E por outro lado… quanta emoção! O mundo é literalmente um palco, dá pra dançar, cantar e se entreter com as fachadas dos prédios e as poucas janelas acesas, ficar pensando no que fazem todas aquelas pessoas… Ou talvez eu só seja um pouco louco mesmo. Imagina se a vida fosse um musical? Será que seria chato? Ou nem perceberíamos quando começássemos a cantar? Eu não sei se sobreviveria viver em um constante musical, mas devo dizer que poderia ser lindo.


De repente, vejo que as nuvens começaram a se mover. O vento bateu um pouco mais forte e meu casaco começou a se mexer mais rapidamente. Não pode ser, não acredito. Minha amiga, será que é você? Corro o mais rápido que posso para alcançar o topo da rua e então, lá em cima, eu a vi. Ahh minha querida, você está linda essa noite. A lua é fascinante mesmo: eternamente presa em seu eixo, nos mostrando uma de suas faces enquanto encobre a outra de mistério. Eu acho legal ficar admirando o céu a noite e procurar por constelações.
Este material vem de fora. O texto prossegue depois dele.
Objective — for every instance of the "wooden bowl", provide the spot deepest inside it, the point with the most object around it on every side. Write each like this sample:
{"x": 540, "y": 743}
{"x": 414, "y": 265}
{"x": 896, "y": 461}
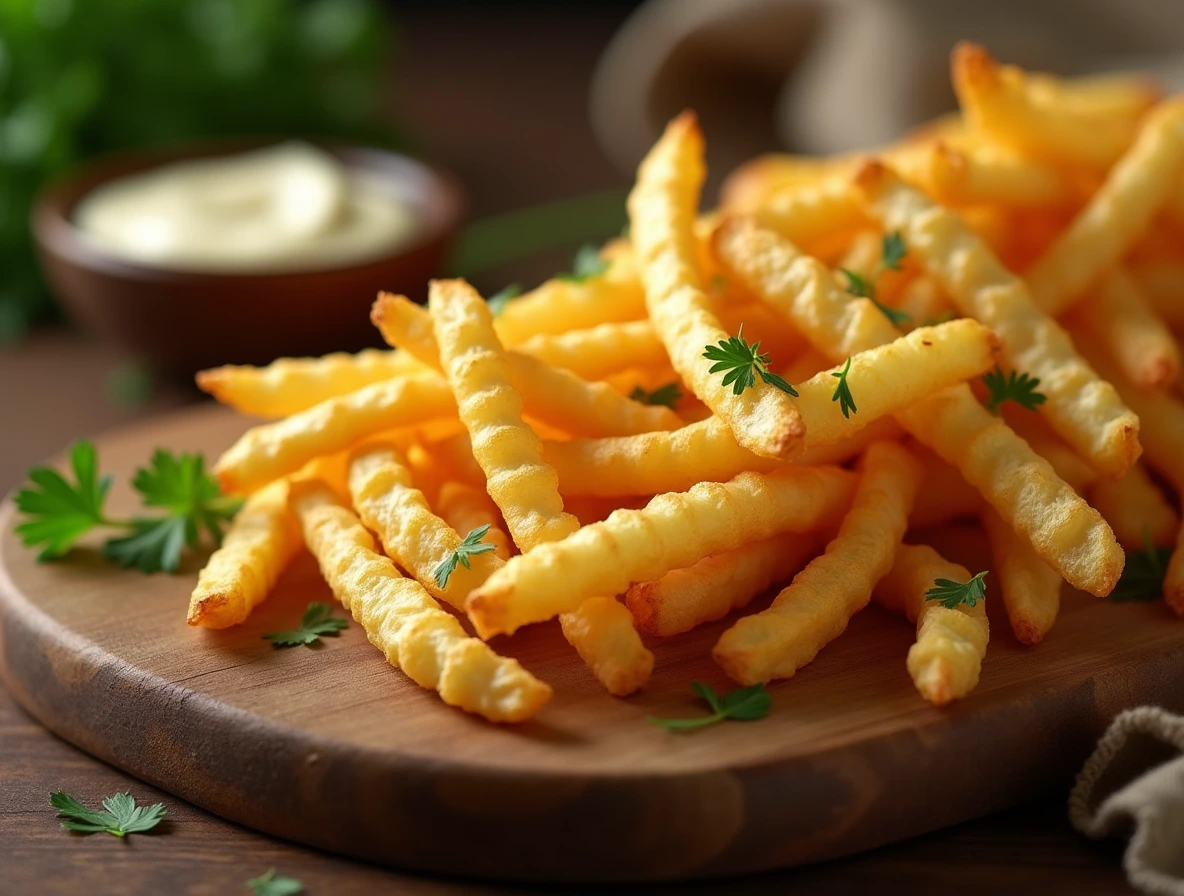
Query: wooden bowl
{"x": 182, "y": 321}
A que eu mais gosto é o Cruzeiro do Sul, mas raramente a vejo. Devem ser meus óculos.


Muito complexo isso, não acha? Eu me confundo às vezes também. Mas é divertido, ao mesmo tempo que é profundo. Tipo a Higienópolis-Mackenzie. Ou a Pinheiros. São dois subdepartamentos do centro da Terra, você pode escolher.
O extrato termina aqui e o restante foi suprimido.